By Matt Henslee
I read where the late D.L. Moody had made a covenant with the Lord to witness for Christ to at least one person every day. One night, sometime around ten o’clock, he realized he’d failed to witness that day. Moody rushed out of the house, resolved to declare the good news to the first person he saw.
As the story goes, he met a man leaning against a lamppost and asked him, “Are you a Christian?” The man flew into a violent rage and threatened to knock Moody into the gutter. Further, he complained to one of Moody’s elders that the evangelist was “doing more harm in Chicago than ten men were doing good.”
Three months later, Moody was awakened by a knock on the door. It was the man who had threatened him. I don’t know what went through Moody’s mind as he opened the door, but I suspect the words, “I want to talk to you about my soul,” were not what he anticipated.
Moody led that man to Christ, and he began serving the Lord.
That man went from threatening to knock Moody into the gutter and complaining about his zealous witnessing efforts to becoming a Christian. What a change wrought by the grace of God! It’s a change that gives me an extra pep in my step on my witnessing endeavors.
Recently, I preached on the Parable of the Sower in Mark 4:1-20. As I was studying, I was convicted at how often I view my witnessing endeavors through the lens of good or bad soils and assume those soils are static. If the people I’m witnessing to reject the Word, they’re bad soil. If they accept the Word, they’re good soil.
Perhaps. But it isn’t my call to judge soils. The Lord calls us to spread the seed of His Word as we go, trusting Him with the growth. Only God knows the conditions of the soils and the souls we meet. We’re simply called to sow.

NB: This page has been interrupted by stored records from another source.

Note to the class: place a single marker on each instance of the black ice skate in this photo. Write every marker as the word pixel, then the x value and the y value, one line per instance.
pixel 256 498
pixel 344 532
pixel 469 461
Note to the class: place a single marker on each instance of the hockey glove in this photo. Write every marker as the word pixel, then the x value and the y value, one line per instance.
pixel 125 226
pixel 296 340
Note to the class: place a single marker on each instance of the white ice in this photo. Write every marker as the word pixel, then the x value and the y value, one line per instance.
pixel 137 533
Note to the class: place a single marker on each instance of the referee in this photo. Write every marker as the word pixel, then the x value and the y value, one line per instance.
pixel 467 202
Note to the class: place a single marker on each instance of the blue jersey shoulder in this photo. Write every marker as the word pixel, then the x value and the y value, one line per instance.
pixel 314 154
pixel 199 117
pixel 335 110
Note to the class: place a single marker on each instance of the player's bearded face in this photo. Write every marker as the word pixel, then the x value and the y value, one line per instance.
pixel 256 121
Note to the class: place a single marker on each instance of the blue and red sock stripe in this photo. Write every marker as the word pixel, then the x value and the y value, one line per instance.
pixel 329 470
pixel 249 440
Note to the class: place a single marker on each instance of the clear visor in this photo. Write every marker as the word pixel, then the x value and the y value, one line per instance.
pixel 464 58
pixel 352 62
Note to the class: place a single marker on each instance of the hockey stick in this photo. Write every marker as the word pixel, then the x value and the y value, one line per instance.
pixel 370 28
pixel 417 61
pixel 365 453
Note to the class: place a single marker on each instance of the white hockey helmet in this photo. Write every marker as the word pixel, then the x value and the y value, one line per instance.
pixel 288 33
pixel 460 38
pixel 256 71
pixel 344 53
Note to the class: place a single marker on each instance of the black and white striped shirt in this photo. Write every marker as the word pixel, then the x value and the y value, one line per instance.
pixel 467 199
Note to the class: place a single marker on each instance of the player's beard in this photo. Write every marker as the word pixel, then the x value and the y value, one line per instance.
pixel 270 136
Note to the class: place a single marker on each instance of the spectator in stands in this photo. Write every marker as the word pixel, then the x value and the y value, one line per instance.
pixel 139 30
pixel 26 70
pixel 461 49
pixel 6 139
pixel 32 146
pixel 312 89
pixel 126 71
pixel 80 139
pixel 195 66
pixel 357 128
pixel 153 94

We might attempt to sow a seed in someone’s heart only to be rejected or even threatened with violence. Maybe we’ll get a seemingly sincere response only to discover later that the person immediately walked away from what he or she professed. And of course, we might not witness any apparent fruit at all from our sowing.
We’ll encounter a lot of reactions as we share the gospel. Perhaps more often than not, a large percentage of our efforts will feel as if we’re sowing among “bad soil.” So are we wasting our time?
Absolutely not. Evangelism isn’t necessarily a one-and-done effort.
Not only do we know the Lord promises His Word will not return void (Isaiah 55:11), we also know He’s sovereign. He chooses to send us as messengers to carry His Word into the world. God isn’t sending us on a fool’s errand; He’s calling us to be faithful and to place our earnest, prayer-drenched efforts into His saving hands.
Who knows? Maybe that person who flat-out rejected you will give their life to the Lord three years later. Perhaps that seemingly sincere responder will wake up to the real state of their soul three months later. Maybe that initially dismissive hearer of our proclamation will turn from his or her sins and follow Christ in faith three days later. Who knows? God knows!
Maybe we’ll see it; maybe we won’t. We must remember, however, that God uses His Word as the means to save His people. We need only to be faithful to declare it as we go and to trust the results to His sovereign hands.
Paul asks in Romans 10:14, “How, then, can they call on him they have not believed in? And how can they believe without hearing about him? And how can they hear without a preacher?”
Well? Let us commit today and every day to sow a little seed and trust Him with the growth.